Die italienische Staatsanwaltschaft ermittelt gegen Innenminister Matteo Salvini wegen Freiheitsberaubung. Doch das schade ihm nicht. Er gewinne sogar stark an Popularität, sagte der Italien-Experte Roman Maruhn im Dlf. Er sei "ein politischer Rowdy" und spiele bewusst mit einer Verurteilung, so Maruhn.

Roman Maruhn im Gespräch mit Philipp May |
    Matteo Salvini mit Mikrofon in der Hand auf einer Versammlung
    Auch wenn Salvini mit seinem Verhalten erfolgreich seine Klientel bediene, richte er damit innenpolitischen Schaden an, sagte Roman Maruhn im Dlf. (ANSA)

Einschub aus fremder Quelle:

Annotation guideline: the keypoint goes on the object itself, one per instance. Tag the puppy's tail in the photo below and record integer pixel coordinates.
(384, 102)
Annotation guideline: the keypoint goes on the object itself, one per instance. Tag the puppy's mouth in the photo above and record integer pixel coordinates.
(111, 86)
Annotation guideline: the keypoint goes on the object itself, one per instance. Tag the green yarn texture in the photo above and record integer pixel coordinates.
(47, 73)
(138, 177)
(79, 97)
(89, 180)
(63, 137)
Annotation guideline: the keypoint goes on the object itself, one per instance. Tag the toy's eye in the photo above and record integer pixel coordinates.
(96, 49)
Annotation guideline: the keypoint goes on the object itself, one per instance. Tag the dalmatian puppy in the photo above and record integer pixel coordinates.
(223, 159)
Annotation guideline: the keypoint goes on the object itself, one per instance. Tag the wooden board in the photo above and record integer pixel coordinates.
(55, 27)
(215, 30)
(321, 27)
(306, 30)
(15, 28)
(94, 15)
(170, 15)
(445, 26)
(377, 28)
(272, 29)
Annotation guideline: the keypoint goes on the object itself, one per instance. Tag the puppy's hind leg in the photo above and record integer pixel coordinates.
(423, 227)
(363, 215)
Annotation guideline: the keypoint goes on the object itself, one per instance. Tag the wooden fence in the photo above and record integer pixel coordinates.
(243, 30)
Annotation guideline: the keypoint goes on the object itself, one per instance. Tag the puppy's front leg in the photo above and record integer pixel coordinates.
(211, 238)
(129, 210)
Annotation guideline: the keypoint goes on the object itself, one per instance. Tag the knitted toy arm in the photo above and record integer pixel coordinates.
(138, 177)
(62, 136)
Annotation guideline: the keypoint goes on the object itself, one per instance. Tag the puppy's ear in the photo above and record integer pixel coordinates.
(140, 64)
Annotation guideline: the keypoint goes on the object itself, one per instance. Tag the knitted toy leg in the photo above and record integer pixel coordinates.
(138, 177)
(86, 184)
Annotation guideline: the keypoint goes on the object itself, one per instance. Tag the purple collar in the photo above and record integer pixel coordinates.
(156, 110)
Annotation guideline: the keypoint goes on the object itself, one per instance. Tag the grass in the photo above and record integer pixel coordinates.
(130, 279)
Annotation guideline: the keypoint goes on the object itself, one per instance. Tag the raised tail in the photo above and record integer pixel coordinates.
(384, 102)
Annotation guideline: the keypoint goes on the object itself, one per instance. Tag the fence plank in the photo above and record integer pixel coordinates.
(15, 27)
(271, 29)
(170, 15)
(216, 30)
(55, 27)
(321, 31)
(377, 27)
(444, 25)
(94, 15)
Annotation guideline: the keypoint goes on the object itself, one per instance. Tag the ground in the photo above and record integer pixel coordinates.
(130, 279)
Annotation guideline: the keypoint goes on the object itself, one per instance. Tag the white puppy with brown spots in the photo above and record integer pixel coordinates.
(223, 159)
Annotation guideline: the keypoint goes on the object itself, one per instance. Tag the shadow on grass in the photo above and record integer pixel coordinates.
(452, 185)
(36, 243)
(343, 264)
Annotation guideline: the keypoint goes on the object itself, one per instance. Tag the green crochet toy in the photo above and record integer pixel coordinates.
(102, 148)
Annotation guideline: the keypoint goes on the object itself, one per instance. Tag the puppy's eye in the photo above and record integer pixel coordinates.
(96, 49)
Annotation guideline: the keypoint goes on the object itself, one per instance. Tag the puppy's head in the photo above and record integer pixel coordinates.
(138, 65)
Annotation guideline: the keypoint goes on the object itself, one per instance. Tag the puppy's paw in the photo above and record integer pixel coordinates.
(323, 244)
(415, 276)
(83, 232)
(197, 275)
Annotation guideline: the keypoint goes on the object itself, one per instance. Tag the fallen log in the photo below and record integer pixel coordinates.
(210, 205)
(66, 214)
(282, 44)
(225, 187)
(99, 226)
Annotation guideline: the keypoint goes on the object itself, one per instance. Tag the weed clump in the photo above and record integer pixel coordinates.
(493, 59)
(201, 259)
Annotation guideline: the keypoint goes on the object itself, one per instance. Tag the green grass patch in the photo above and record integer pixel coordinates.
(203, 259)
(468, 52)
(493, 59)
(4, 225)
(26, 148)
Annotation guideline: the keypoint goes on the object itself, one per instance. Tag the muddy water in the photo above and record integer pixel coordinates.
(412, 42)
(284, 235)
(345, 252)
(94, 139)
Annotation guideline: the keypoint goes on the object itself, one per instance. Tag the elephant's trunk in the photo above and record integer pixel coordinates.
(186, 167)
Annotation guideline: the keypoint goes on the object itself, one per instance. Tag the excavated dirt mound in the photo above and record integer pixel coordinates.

    Philipp May: Sprechen wir noch mal über Italien. Matteo Salvini, der Innenminister hatte sich tagelang geweigert, Flüchtlinge von Bord eines Schiffs der italienischen Küstenwache, der Diciotti zu lassen, bevor nicht deren Verteilung geklärt ist. Jetzt ermittelt die Staatsanwaltschaft gegen ihn wegen Freiheitsberaubung. Doch das scheint ihn eher noch populärer zu machen bei seinen Anhängern. Darüber möchte ich jetzt mit dem Politikwissenschaftler und Italien-Experten Roman Maruhn sprechen. Guten Morgen, Herr Maruhn.
    Roman Maruhn: Guten Morgen, Herr May.
    May: Erleben wir hier gerade, wie die Bürger in Italien langsam ihren Rechtsstaat verabschieden?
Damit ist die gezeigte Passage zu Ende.